Mayor’s Plan for Zero-Based Budgeting
During Houston’s Fiscal Year 2020 budget workshops, Council Member Mike Knox proposed, and successfully added, a budget amendment that would require the city to pursue zero-based budgeting and now, the administration has released a plan to implement the new process in 2021.
Budget workshops are one of the few opportunities when council members have the opportunity to directly propose an item and have it voted on by the full council. Typically, any council member-proposed item doesn’t get added to the agenda without mayoral approval, so this provides a rare, but powerful opportunity for council members.
“We’ve got to start somewhere,” Knox said, “we’ve been talking about this for a long time,” before rolling out his amendment which reads as follows:
“All City departments shall adopt a zero-based budgeting method for Fiscal Year 2021 only. Traditional incremental budgeting is based on the assumption that the “baseline” is automatically approved. By contrast, zero-based budgeting starts from a “zero base,” and every function within an organization in analyzed for its needs and costs. Budgets are then built around what is needed for the upcoming period. A report from the Administration shall be delivered to Council on plans for implementation of FY21 zero-based budgeting by November 1, 2019.”
Simply put, the amendment requires city departments to start from a zero-dollar baseline and justify expenses when crafting their budgets for 2021. This is a change from incremental budgeting which assumes all previous expenses were justified and uses that as the baseline moving forward.
The report from the administration says they pulled information from industry groups and communicated with the City of San Diego to draft implementation plans.
Fiscal Year 2021’s zero-base budgeting will focus on the city’s General Fund only.
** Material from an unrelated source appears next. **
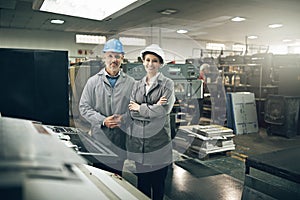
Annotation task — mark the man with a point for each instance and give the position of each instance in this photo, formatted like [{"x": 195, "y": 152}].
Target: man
[{"x": 104, "y": 100}]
This is the fund derived from revenue from property and sales taxes, fines and fees, licenses and permits, and charges for fees. With 23 different departments within it, the General Fund is the city budget’s largest portion.
Most importantly, zero-based budgeting for 2021 will focus on some of the biggest-ticket departments including the Mayor’s Office, City Council, City Controller, the Fire Department, the Police Department, Solid Waste Management, to name a few.
Because of the time-consuming nature of zero-based budgeting, the 2021 budget process is expected to start earlier.
According to the administration’s timeline, departments will receive budget forms, training will be completed, and they will start to build budgets in December of 2019. The plan will also require the city to first establish priorities and departments to identify core services.
Budget workshops will be moved up, as well. The plan calls for them to begin in March of 2020, rather than in June, like this year’s budget. The 2021 budget will be compiled in April, proposed by the mayor in May, and considered by council in June of 2020.